Через три дня мы уезжали домой, а сын оставался еще на две недели.
Только сейчас замечаю, как Андрей вытянулся и возмужал за это лето. Чуть приметная полоска на верхней губе потемнела, брови стали по-мужски широкими, лицо, темно-коричневое от загара, раздалось, с него сошла детская припухлость, угловато проступили скулы. Смотрю на руки, они стали жилистыми и ухватистыми, плечи округлились, спина распрямилась. В Андрее как-то сразу все перестроилось. Мальчишеская нескладность и угловатость уступала крепким мужским чертам.
Глядя на сына, мне нетрудно предположить, каким я был в его годы. Вот таким же колючим, тревожным и до края переполненным чувством взрослости. Я хорошо помню, когда это было. Оно приступами охватывало меня много раз в эти три дня, когда мы с Гришей и нашими ребятами ездили в степь, бродили по берегу водохранилища, гоняли на «газике» и мотоцикле по полям и рассказывали мальчишкам про то, что было почти тридцать лет назад. Я помню эти волнующие толчки своего взросления и тот вечер пятнадцатого апреля сорок третьего, когда нас принимали в комсомол, и когда в день гибели Васьки Попова, выплакав все свои мальчишеские слезы, я полез под трактор и сам поставил картер, и тот холодный и светлый Праздник урожая, когда легкий и опустошенный стоял на веранде, и потом другие дни до самого конца войны, до встречи отца. Все помню, ничего не забыл. На хорошее и доброе у сердца память крепкая, а дурное оно выбрасывает «с глаз долой — из сердца вон!». Но помнится и то, о чем сожалеешь светлой грустью. Как сейчас, вижу отца в день его возвращения с войны.
Худющий, только из госпиталя, в зеленой хлопчатобумажной гимнастерке с полоской побрякивающих медалей, сидел он за столом и все расспрашивал и расспрашивал нас, и глядел то на меня, то на брата, то на мать.
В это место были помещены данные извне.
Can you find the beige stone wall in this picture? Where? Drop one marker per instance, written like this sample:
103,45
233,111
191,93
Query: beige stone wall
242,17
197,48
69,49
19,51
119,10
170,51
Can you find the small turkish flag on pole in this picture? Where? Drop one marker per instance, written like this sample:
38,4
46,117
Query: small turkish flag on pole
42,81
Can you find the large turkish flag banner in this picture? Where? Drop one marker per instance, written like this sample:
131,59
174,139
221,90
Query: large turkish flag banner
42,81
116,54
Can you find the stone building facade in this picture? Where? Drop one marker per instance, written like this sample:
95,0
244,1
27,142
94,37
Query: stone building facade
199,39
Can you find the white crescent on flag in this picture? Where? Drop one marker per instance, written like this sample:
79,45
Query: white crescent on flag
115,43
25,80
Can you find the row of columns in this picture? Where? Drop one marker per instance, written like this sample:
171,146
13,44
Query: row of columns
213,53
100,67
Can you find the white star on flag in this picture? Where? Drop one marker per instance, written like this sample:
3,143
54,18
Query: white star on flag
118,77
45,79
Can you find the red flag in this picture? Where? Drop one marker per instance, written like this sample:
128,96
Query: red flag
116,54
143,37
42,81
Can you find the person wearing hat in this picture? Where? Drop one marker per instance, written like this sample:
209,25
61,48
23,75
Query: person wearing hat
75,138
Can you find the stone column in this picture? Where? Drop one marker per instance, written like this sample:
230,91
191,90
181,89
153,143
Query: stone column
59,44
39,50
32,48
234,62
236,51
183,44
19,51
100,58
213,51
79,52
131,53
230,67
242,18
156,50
Говорили о Викторе — от него по-прежнему не было вестей. Крепко захмелев, отец попытался посадить меня и Сергея на колени, а я, недовольный, отстранил его руку и, напружинившись, стал рядом. И через меня толчками прошли какие-то тревожные волны. То были толчки моего взросления.
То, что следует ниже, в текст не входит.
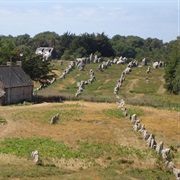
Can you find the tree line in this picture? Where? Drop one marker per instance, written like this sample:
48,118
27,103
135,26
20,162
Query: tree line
70,46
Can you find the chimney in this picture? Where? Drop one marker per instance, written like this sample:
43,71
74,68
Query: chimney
19,63
9,63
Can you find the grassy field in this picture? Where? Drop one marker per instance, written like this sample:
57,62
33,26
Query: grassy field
135,89
92,139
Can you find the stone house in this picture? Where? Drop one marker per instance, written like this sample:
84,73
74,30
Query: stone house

А теперь заново переживаю эти чувства, будто никогда и не уходил из своей юности. С этим чувством я и прожил все три дня в Гришином совхозе, а наш отъезд возвращал меня из прошлого в настоящее, в сегодняшний день, у которого свои заботы, свои радости и печали.
Смотрю на притихшего Андрея, на крепких, чуть-чуть нескладных и в то же время привлекательных своей мужской грубоватостью сыновей Гриши Завгороднева, на самого Гришу, немного смущенного и до слез растроганного, и через меня опять, как в юности, перекатываются теплые и светлые волны вечного, неясного беспокойства. Но это уже другое чувство.
Путешествие в страну моей юности оборвется сейчас, как только веселый и беззаботный шофер Миша лихо рванет с места свой «газик». Но я не навсегда и не весь уезжаю из этой прекрасной страны. В ней остается Андрей. Частица моего сердца тоже там.